I am currently working on discourse analysis.
Natural language texts can be viewed as a series of discourse relations, which connect two (typically adjacent) pieces of text, supported by the function of discourse connectives (e.g. “but”, “therefore”).
My aim is to assist scientists and/or students on writing scientific papers, by presenting information gathered through discourse analysis as they type.
This is an interdisciplinary study over computational linguistics and human-computer interaction.
Giovanni Yoko Kristiano
I am working on the development of mathematical information access system.
This purpose of this system is to enable students or researchers to efficiently access math information in scientific documents.
Up to now, this system consists of two modules:
(a) math search system and
(b) extraction of textual descriptions of math formulae.
Ongoing and possible topics in this area include, but are not !!limited to: (1) improving the current search system using heuristic or machine learning (learning to rank) approaches, (2) finding related and semantically similar math expressions across documents, and (3) generating concept graphs from dependency relationships between math formulae.
My current work is about distributed representations.
We exploit semantic relations, in particular the hypernymy relation present in the WordNet corpus, to extend the autoencoder model proposed by Rothe et al. (2015) and to obtain distributed representations of synsets and lexemes.
We use the relations to define the topology of the neural network and try to understand if it has an impact on the quality of the learned embeddings.
For this purpose, we use the task of word-sense disambiguation.
Morphological and syntatic analyses are fundamental yet challenging areas in natural language processing, mainly due to the diversity of linguistic characters.
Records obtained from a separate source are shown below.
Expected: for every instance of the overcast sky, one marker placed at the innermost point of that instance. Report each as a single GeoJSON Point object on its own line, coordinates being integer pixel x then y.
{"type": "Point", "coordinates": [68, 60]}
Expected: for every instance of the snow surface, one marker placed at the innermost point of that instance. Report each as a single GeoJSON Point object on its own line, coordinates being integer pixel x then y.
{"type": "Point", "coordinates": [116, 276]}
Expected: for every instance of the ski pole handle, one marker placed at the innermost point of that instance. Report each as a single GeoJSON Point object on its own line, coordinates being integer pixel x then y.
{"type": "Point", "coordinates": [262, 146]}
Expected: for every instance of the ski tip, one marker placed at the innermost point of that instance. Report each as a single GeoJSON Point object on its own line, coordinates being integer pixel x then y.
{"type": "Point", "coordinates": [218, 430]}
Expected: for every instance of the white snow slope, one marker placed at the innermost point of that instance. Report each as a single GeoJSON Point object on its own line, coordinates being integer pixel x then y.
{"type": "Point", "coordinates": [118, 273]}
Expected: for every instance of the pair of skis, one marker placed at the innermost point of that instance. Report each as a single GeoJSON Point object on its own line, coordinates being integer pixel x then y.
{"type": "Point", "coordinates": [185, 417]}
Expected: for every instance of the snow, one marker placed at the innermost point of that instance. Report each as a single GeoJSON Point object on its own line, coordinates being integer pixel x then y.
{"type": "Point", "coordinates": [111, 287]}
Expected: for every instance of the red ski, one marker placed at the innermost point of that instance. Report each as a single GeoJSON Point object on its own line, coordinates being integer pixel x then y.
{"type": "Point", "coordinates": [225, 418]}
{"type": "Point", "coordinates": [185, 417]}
We address the problem by considering three wide topics. First, we investigate appropriate linguistic models with theoretical tools such as computational complexity, paradigm learning, and universal dependencies. Second, we employ several distinct machine learning techniques to overcome resource scarceness, notably active learning and L1 feature selection. Finally, we handle infomation by such as L1 optimization and succinct data structures.
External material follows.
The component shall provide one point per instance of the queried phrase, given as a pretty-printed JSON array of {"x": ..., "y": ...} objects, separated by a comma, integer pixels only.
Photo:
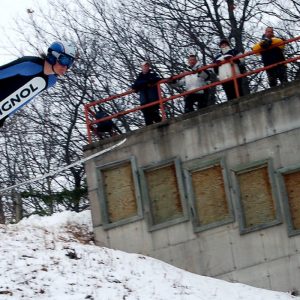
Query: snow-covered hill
[{"x": 54, "y": 258}]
We propose a new design methodology for comprehensive achievement test for natural language understanding (NLU) systems. We first investigate the expected NLU skills of several existing NLU tasks and enumerate all the grammatical elements and reasoning types used in these tasks. Based on the analysis, we expand the concept of “toy tasks” proposed by Weston et. al. and formulate “unit tests” where each test is defined as a QA-style task consisting of contextual statements and a query using only a specific grammatical element and a reasoning type. We also describe the prerequisite properties of the semantic representations needed for the unit tests, and discuss the advantages and disadvantages of commonly used representations. Then, we focus on Abstract Meaning Representation (AMR) and demonstrate how the AMR can be extended for the unit test. (For more details, see our papers in JSAI2016 (to be appeared) or NLP2016 (http://www.anlp.jp/proceedings/annual_meeting/2016/pdf_dir/P4-6.pdf))
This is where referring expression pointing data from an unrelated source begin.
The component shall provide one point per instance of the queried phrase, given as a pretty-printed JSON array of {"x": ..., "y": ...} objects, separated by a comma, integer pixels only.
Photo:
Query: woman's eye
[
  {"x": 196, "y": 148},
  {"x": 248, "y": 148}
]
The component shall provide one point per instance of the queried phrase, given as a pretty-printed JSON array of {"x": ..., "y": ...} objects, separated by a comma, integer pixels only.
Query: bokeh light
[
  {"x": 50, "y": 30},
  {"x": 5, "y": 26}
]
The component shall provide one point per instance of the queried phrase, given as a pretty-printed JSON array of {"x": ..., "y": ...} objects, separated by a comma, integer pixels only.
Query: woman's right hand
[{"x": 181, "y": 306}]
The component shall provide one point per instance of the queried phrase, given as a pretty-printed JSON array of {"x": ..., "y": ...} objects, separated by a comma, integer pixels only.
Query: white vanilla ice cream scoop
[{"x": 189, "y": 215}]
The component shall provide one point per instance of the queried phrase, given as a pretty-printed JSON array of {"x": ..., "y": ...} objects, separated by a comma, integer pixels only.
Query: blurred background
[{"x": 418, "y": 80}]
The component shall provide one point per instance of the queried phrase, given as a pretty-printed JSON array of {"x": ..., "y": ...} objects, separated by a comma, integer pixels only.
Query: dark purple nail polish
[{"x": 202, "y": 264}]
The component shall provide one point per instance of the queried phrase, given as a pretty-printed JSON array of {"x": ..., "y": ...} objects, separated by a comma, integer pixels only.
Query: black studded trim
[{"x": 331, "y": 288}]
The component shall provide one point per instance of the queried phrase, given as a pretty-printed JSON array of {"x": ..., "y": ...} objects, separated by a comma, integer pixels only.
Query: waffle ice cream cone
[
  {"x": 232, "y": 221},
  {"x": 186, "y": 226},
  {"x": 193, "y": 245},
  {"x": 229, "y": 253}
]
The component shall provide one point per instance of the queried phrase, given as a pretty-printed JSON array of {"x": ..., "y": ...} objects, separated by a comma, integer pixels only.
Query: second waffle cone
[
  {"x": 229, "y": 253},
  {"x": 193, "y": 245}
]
Reproducibility is the cornerstone of science. However, in the recommender-system community, reproducibility is widely neglected, and it remains unknown, which factors affect reproducibility. Consequently, there are many instances of unreproducible research. My research goal is to explore, which factors are responsible for (non-) reproducibility in recommender-systems research. To achieve this goal, I will implement different recommendation approaches, vary the recommendation scenarios, and evaluate the approaches’ effectiveness with different evaluation methods. These variations in recommendation approaches, scenarios, and evaluation methods will allow me to identify which variations affected the recommendation effectiveness, to what extent, and hence affect the reproducibility of recommender-systems research.